NGOs brace for new payroll tax

THE tax exemption enjoyed by employees of non-governmental organisations (NGOs) was

struck down with the passage of the 1997 finance law, meaning workers will owe up

to 20 percent payroll tax this year, government officials said this week.

"Everyone will owe payroll tax, a maximum of 20 percent," said Secretary

of State for Finance Sun Chanthol.

Fringe benefits, including medical plans, are also taxable at 20 percent, say finance

officials.

There remain plenty of unanswered questions - including how the draft NGO law and

current government agreements with multi-lateral agencies will affect implementation

of the law, and complete details will not be available until the government completes

necessary sub decrees to the law.

Sun Chanthol said he expects the new tax laws will be finalised and put into effect

by the second or third quarter of 1997.

Up to this year, NGO workers have been exempt from Cambodian taxes, but under the

1997 finance law, all salaries are taxable, regardless of whether they are paid by

corporations or non-profit organisations.

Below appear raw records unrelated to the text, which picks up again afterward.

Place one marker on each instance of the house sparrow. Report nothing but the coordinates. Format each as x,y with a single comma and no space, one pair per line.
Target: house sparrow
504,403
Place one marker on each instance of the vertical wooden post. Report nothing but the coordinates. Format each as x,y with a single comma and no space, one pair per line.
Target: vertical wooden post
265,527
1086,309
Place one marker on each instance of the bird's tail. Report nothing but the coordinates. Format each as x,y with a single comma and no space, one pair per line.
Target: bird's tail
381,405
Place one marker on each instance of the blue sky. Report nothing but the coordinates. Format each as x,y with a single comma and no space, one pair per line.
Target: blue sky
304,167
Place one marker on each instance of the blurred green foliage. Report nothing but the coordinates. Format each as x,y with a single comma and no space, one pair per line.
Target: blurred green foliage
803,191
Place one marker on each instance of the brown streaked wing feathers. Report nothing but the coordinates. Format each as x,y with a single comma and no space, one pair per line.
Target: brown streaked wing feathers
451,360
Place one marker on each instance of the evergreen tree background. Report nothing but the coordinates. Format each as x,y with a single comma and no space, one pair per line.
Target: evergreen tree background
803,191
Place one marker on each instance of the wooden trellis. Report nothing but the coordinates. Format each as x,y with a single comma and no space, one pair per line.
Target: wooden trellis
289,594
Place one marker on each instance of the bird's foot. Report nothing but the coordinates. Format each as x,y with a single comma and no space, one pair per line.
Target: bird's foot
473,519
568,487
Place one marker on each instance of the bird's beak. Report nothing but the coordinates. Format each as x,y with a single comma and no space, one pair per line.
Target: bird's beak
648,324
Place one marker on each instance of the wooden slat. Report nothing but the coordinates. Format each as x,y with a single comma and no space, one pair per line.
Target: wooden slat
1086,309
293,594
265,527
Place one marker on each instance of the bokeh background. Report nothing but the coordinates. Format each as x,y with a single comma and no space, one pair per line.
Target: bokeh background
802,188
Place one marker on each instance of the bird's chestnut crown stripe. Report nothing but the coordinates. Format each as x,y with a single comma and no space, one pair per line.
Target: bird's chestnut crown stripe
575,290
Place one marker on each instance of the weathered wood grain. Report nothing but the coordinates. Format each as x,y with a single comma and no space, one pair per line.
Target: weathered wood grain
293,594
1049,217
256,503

The hit - which will also affect private business employes - is expected to take

some organisations by surprise, say those in the NGO community.

They say they will have to decide if they will put the tax burden on their employees

or try to shoulder the cost themselves - either way, a difficult prospect for those

who did not plan for the taxes in their budgets.

The confusion is worsened by the lack of a firm date on implementation of the tax

bill.

"I would hope there would be at least one budget cycle to allow NGOs who were

not clearly told this would happen to prepare to meet the law's requirements,"

said Carol Garrison of the Cooperation Committee for Cambodia.

Some NGO workers privately express outrage at the government taxing the roughly 300

aid agencies that account for almost half of the national budget, but others say

it is time to accept that as residents of Cambodia and consumers of its services,

they will have to pay.

"We are consumers of government services - however they may be - and so we are

expected to pay for those services," said one international non-profit worker.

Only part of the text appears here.